キミと桜を両手に持つ
「花園さん!? だ、大丈夫!?」
「わたし、どうしても如月さんに聞きたいことが──…」
と言いながら今度は全体重をかけて寄りかかってきた。
お、重〜い! これ、一体どうすればいいの? 一旦彼女を連れて居酒屋に戻る……!?
「おねぇさん達、大丈夫?俺らが手伝ってあげようか?」
花園さんを支えながら狼狽えていると、近くにいた変な男達がニヤニヤしながら近寄って来た。彼らをキッと睨んで、
「結構です!!」
と叫ぶと、後ろからクツクツ笑う声が聞こえてきて急に寄りかかっていた花園さんの体重が軽くなった。

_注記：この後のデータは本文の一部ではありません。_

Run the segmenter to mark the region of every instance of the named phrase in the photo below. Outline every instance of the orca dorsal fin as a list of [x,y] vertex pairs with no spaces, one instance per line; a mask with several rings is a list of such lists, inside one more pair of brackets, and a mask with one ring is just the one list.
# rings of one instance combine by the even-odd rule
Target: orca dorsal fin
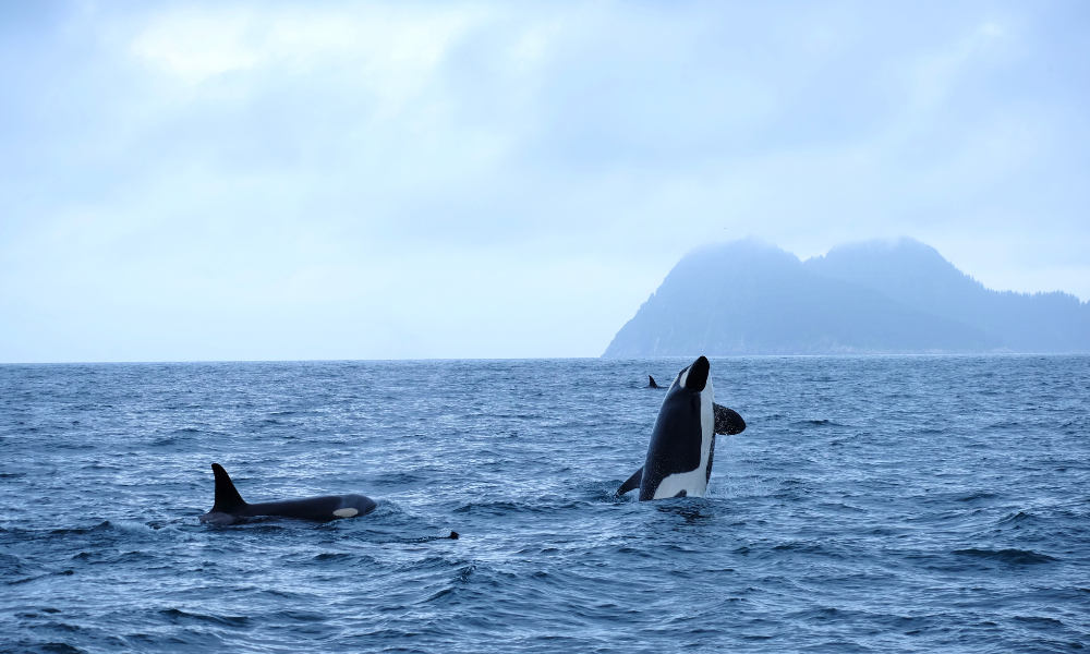
[[219,463],[211,464],[211,471],[216,475],[216,505],[209,513],[233,513],[246,506],[246,500],[242,499],[234,482]]
[[632,476],[628,477],[628,480],[620,485],[620,488],[617,488],[617,497],[625,495],[629,491],[639,488],[641,482],[643,482],[643,465],[641,465],[640,470],[637,470]]

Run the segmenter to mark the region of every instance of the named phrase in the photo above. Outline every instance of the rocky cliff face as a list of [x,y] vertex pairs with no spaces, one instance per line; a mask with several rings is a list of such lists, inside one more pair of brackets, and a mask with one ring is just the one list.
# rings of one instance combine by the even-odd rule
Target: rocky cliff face
[[903,239],[800,262],[756,240],[686,255],[603,356],[1090,351],[1090,304],[985,289]]

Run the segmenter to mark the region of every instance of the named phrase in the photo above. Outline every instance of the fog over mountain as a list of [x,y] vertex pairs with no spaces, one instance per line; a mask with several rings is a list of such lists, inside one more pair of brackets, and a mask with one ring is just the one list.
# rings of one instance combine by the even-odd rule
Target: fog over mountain
[[912,239],[806,262],[746,239],[682,257],[603,356],[1087,351],[1090,303],[986,289]]

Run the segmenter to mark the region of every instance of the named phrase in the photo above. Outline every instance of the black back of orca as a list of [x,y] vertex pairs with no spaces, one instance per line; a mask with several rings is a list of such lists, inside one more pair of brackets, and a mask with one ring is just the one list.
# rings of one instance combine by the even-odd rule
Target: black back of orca
[[230,524],[239,518],[258,516],[328,522],[364,516],[374,511],[375,507],[378,506],[375,500],[363,495],[323,495],[320,497],[249,504],[239,495],[234,482],[231,481],[222,465],[213,463],[211,470],[216,475],[216,501],[211,510],[201,517],[201,522]]
[[[707,386],[711,366],[701,356],[680,373],[658,410],[658,417],[651,431],[647,458],[640,480],[640,499],[653,499],[663,480],[673,475],[697,470],[701,464],[705,425],[701,413],[705,399],[701,392]],[[708,389],[711,390],[711,389]],[[711,431],[712,425],[706,425]],[[706,483],[706,481],[705,481]]]
[[[664,479],[671,474],[692,472],[699,468],[705,438],[704,425],[700,415],[702,403],[705,401],[702,393],[706,387],[707,372],[710,372],[707,360],[704,359],[702,363],[701,359],[704,358],[701,356],[692,366],[678,373],[677,379],[670,385],[652,429],[651,444],[647,447],[644,465],[617,488],[618,496],[640,488],[641,500],[653,499]],[[686,376],[686,371],[690,371],[693,366],[698,366],[700,370],[692,371]],[[685,388],[678,388],[683,376],[686,377]],[[703,383],[701,383],[702,379]],[[700,390],[697,390],[698,388]],[[715,435],[732,436],[741,434],[746,429],[746,421],[738,412],[716,404],[711,397],[706,398],[706,401],[712,404],[714,426],[710,435],[707,463],[704,467],[705,488],[712,477]],[[645,470],[652,470],[652,472],[644,475]],[[686,495],[688,495],[687,491],[680,491],[677,494],[681,497]]]

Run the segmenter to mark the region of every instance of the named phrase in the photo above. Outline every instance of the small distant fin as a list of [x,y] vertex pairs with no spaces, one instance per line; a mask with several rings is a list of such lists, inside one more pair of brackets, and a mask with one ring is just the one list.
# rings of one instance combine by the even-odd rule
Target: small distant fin
[[209,513],[233,513],[246,506],[239,492],[234,488],[234,483],[219,463],[211,464],[211,471],[216,475],[216,506]]
[[734,436],[746,431],[746,421],[734,409],[713,403],[712,411],[715,413],[715,429],[713,431],[716,434]]
[[641,465],[640,470],[637,470],[634,473],[632,473],[632,476],[628,477],[628,481],[621,484],[620,488],[617,488],[617,497],[625,495],[629,491],[634,491],[635,488],[639,488],[640,483],[642,481],[643,481],[643,467]]

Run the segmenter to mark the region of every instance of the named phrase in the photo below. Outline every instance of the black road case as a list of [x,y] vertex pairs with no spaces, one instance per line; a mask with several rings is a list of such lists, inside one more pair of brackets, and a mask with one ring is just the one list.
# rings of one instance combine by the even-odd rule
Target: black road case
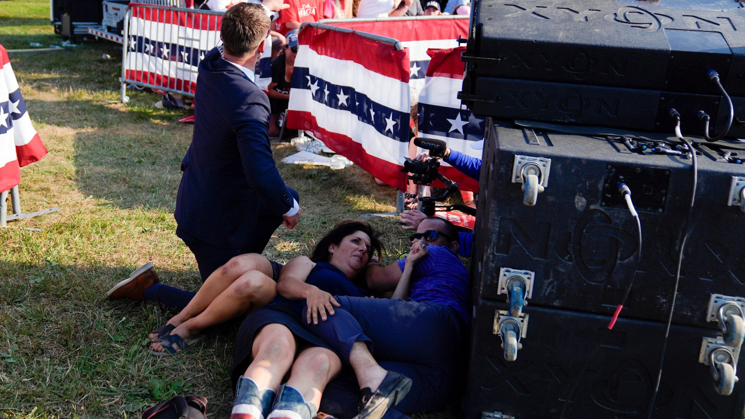
[[[640,147],[668,141],[674,148],[674,140],[486,119],[465,419],[558,418],[635,271],[640,243],[620,183],[630,187],[638,211],[641,259],[619,320],[565,419],[646,418],[694,171],[691,159]],[[730,382],[734,391],[720,394],[728,391],[722,379],[715,382],[711,356],[729,351],[723,359],[734,381],[745,330],[745,166],[732,154],[743,155],[745,145],[704,143],[697,151],[691,233],[653,418],[741,419],[741,385]],[[510,284],[519,281],[522,289],[510,292]],[[739,316],[738,322],[727,318],[739,338],[724,341],[729,338],[718,319],[727,313],[719,314],[719,307]]]
[[700,110],[718,132],[729,109],[712,69],[745,101],[738,1],[479,0],[472,13],[460,97],[478,115],[671,132],[675,107],[691,133]]

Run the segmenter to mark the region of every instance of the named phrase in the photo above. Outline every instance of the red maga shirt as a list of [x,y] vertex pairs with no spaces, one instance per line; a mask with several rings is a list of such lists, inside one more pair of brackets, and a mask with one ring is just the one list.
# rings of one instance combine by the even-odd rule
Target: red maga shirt
[[316,22],[326,16],[323,14],[323,0],[285,0],[285,4],[290,4],[289,9],[279,12],[277,19],[279,32],[287,34],[290,29],[285,26],[288,22]]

「申し訳ありません。花園がご迷惑をおかけしてしまって」
「神楽坂さん……」
彼は私とは反対側の彼女の腕を掴むと酔っ払って半分寝ている彼女を支えた。
「……困りましたね。彼女がどこに住んでいるのか知らないし、かと言ってこんな状態の彼女を男である俺の家に連れて帰るわけにもいかないし……。如月さんの家はここから近いですか?」
「……いえ、そんなに近くはないんです」
もし近かったとしても流石に彼女を私と藤堂さんの家に連れて帰る選択肢はない。
「そうですか……」
彼はしばし考えた後、
「ではこの近くに確かビジネスホテルがあるので、とりあえずそこで休ませましょう。でも流石に俺一人だと後で問題になるとまずいので如月さんも一緒に来ていただけないでしょうか?」
いくら会社の上司とはいえ、男である彼が酔っている部下の女性をホテルに連れ込めばどう見られるかぐらい想像できる。
「もちろんです」
「本当に助かります。ありがとうございます」
彼は申し訳なさそうにすると、「じゃ、行きましょう」と言って花園さんを支えながら歩き出した。